Every year, nearly everyone of legal age who receives some form of income must file a tax return with the Internal Revenue Service, as well as pay various state and city taxes to local governments. The underpayment of taxes is against the law. However, the consequences of doing so vary.
In most cases, the Internal Revenue Service and other government agencies require individuals to self-report the income they make. This can include income earned from a job, as well as from other sources, such as gambling and revenue made through investments. However, if the IRS or another tax-collecting agency is dubious about the validity of a person's tax returns, they may audit her finances.
According to Esquire magazine, the rate at which the IRS audits taxpayers is relatively low. When an audit is conducted, however, the IRS will inspect a large amount of information related to the person's finances, including bank statements, records of investments and receipts for purchases. The IRS will then determine whether additional money is owed or whether the person has paid the correct amount.

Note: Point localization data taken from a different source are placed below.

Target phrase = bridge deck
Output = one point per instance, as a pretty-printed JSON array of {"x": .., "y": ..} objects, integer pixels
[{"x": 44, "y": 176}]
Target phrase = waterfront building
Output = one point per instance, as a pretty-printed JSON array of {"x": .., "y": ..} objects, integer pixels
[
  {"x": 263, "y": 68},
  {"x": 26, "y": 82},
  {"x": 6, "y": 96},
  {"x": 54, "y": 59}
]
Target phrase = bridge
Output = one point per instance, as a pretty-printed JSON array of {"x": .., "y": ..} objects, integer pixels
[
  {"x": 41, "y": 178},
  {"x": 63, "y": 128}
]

If a person has withheld income and is audited, several outcomes may occur. If the IRS does not discover the withheld income and declares that the tax returns have been filed correctly, the person will not be required to pay any additional money. However, if the income is discovered, the person will likely be forced to pay the correct amount of taxes owed, as well as a penalty.

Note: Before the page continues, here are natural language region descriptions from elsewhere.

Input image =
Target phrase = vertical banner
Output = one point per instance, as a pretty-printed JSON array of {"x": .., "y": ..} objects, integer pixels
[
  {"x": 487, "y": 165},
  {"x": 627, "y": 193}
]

When conducting an audit, the IRS reserves the right to inspect the person's records not just from the previous tax year, but from the previous three years. In addition, if the IRS discovers that the person has underreported his income by more than 25 percent, the IRS is allowed to look back at records from the six previous years. According to MSN, if the IRS believes the taxpayer willfully underreported his income with an attempt to commit fraud, the agency can look at records for the entire time that the person has paid taxes.
People who do not report income on their taxes seldom end up in jail. However, according to Esquire, if the IRS believes that a person has willfully refused to pay taxes, it has the option of pursuing a criminal charge. This option is rarely exercised, but it does exist.